Whilst he sat in stony silence, glaring at her languidly like a satiated lion unsure if yet another hamstrung gazelle was exactly what it needed right at the moment, she could feel nothing but acute embarrassment. With colour rising in her cheeks, she looked away, to the mess she had made upon the floor. She picked up her wand; it had been laying upon the desk in front of her (he had always wanted her wand separate from her person, for some reason she still didn’t understand), and with an elaborate snap of her wrist the scattered cards collected themselves together, sliding along and stacking quickly on top of each other, before the reconstituted deck jumped off the floor and back into her hand. She placed it back upon the dark desktop as he questioned her. Her grey eyes looked up into his face, his intense gaze not leaving her. “ . . . no. No, I don’t know who you are.”
She had wanted to add and I don’t particularly care, mostly because of this calamitous power he wrought over her and, if she was honest, she was both terrified and somewhat enthralled by him. But even that seemed, right now in this room with him carefully dissecting her memories for sport, somewhat too brazen. But he was right; whichever shared shadowy associates they had in common, operating in channels unknown, had certainly liked to make things interesting for them. The mixture of uncertainly and veiled threat was assuredly bracing, she thought. She wondered how much he knew; or was he purely here because her was being paid; a freelanced teacher of occult techniques, always auctioned off to the highest bidder?
It followed that he asked her about the windows.

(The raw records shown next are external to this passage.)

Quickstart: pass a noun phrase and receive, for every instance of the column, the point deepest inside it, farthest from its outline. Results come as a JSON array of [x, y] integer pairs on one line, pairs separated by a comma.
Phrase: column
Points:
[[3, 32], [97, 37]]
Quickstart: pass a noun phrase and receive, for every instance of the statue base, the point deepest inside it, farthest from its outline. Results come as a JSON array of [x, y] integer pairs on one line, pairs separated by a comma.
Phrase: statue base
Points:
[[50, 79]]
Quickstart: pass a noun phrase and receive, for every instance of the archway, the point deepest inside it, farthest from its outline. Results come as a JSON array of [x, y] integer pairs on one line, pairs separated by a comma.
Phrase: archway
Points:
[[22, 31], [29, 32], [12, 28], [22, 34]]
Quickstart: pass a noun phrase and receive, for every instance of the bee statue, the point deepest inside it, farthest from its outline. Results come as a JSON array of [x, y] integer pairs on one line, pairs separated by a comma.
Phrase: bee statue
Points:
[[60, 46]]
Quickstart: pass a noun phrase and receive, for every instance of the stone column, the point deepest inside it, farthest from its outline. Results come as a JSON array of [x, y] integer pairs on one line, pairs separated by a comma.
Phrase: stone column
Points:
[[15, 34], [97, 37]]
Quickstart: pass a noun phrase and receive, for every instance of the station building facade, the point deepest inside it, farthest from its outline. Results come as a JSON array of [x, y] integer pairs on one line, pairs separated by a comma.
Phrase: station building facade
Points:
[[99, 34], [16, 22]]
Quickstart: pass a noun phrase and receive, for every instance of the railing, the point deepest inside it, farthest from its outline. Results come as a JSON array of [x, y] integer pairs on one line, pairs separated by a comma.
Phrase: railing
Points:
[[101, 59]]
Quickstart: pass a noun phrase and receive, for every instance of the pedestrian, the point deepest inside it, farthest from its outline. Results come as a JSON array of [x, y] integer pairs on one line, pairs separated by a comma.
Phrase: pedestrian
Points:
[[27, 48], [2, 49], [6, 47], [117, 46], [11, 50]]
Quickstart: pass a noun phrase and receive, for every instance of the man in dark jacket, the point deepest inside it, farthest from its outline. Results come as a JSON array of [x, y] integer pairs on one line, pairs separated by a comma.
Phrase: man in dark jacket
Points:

She raised an eyebrow in confusion. A test? She turned her head to the windows on the left side of the room. Beyond lay the black sky and the orange glow of an old streetlamp. She looked back to her teacher, whose face was a simple picture of concern for her answer. “ . . .Two.” she responded, her sense of uncertainty growing. Following his instruction, she gingerly got to her feet and crossed the room, several times looking back at him; wary of him. Two windows, old tattered curtains hanging forlornly on either side. She caught sight of her reflection intermittently upon the grimy pane. Again, she looked to him, confused. “Two, unless it’s a trick question.” Hesitantly, the blonde raised her hand to the glass, and her stomach fell when her fingertips met only cold brick. Suddenly the illusion was broken, and she was before the wall. Both hands now upon it, looking for the explanation. Old victorian masonry, nothing more or less. Solid. Unlike her mind.
Nathalie turned back to the room, and to her lecturer. “Alright, I -“, but he interrupted again, asking for her wand. In fear her eyes widened, and for a moment she had no idea. “On the desk, it’s on the desk,” and she nearly ran to it, grabbing it quickly, suddenly relieved to feel its ligneous solidity in her fingers, and she gave a half laugh at how ridiculous this whole thing was; his playing with reality. A good party trick.
"...What does your mother's face look like?"
And thusly the blood drained from her face, and she looked directly at him with fear in her eyes. “- no please don’t,” she blurted out, and she closed her eyes hard and tried to flick through the similitudes in her mind; because she couldn’t lose another. Not again. She had both hands upon the desk now, and she studied the ghostly remnants as hard as she could. She looks like me. I look like her, everyone says so. And then she found her, an image of a photograph. Nathalie the child dressed in white with candles in her hair as Sankta Lucia, he mother behind her to the left, hand upon her shoulder. Nineteen-ninety or ninety-one, they still argued over the exact year. Both were smiling. She could remember, and her eyes opened and she saw him, still seated, still studying her impassively, still with his little tumbler of whiskey. Whether he took her mother away momentarily with these awful demential blocks of his, or had simply allowed her to get herself into a panic, she couldn’t tell. She didn’t want to know.
“Okay you’ve made your point,” Nathalie said eventually, her voice a little broken, a little weakened. The blonde slowly seated herself opposite her companion, feeling slightly sickly. She pushed a strand of hair behind her ear. “Just - don’t do that, okay? Please.”
“I don’t know your name,” she replied, trying not to meet his eyes for a moment as she collected herself. “You know everything about me by now, and I don't even have a name for you. Are you allowed to tell me? And what’s your . . . your job? Are you like a . . . professional Legilimens for hire, or something?"